OUT OF THE CORNER of his eye he could just see the monitor. The screen was grainy silver and black, the heart like an undulating ghost, the rivets and staples that closed off blood vessels showing like black buckshot in his chest.
“Almost there,” a voice said.
It came from behind his right ear. Bonnie Fox. Always calm and comforting, professional. Soon he saw the snaking line of the scope move into the monitor’s X-ray field, following the path of the artery and entering the heart. He closed his eyes. He hated the tug, the one they say you won’t feel but you always do.
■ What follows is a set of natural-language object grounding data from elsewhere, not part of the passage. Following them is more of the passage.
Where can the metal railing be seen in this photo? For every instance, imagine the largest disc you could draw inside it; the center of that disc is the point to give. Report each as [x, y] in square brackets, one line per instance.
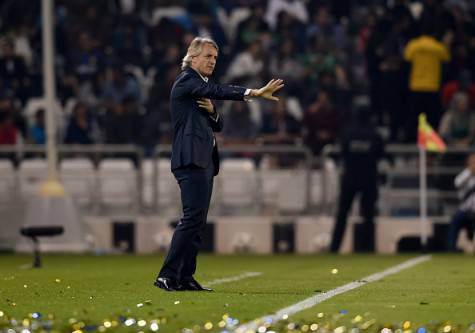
[391, 169]
[98, 152]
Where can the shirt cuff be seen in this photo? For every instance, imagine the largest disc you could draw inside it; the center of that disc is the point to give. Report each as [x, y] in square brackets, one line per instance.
[247, 95]
[214, 116]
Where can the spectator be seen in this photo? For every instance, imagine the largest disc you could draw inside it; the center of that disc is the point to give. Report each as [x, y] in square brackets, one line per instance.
[13, 71]
[239, 126]
[462, 84]
[8, 130]
[81, 126]
[458, 123]
[122, 123]
[279, 126]
[117, 86]
[322, 123]
[38, 130]
[426, 55]
[247, 67]
[362, 147]
[252, 28]
[465, 216]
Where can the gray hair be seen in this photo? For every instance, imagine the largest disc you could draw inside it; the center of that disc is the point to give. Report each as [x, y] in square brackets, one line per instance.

“Okay, you shouldn’t feel this,” she said.
“Right.”
“Don’t talk.”
Then, there it was. Like the slightest tug on the end of a fishing line, a scrap fish stealing your bait. He opened his eyes and saw the line of the scope, as thin as a fishing line, still deep in the heart.
“Okay, we got it,” she said. “Coming out now. You did good, Terry.”
He felt her pat his shoulder, though he couldn’t turn his head to look at her. The scope was removed and she taped a gauze compress against the incision in his neck. The brace that had held his head at such an uncomfortable angle was unstrapped and he slowly straightened his neck, bringing his hand up to work the stiff muscles. Dr. Bonnie Fox’s smiling face then hovered above his.
“How you feeling?”
“Can’t complain. Now that it’s over.”
“I’ll see you in a little while. I want to check the blood work and get the tissue over to the lab.”
“I want to talk to you about something.”
“You got it. See you in a bit.”
A few minutes later two nurses wheeled McCaleb’s bed out of the cath lab and into an elevator. He hated being treated as an invalid. He could have walked but it was against the rules. After a heart biopsy the patient must be kept horizontal. Hospitals always have rules. Cedars-Sinai seemed to have more than most.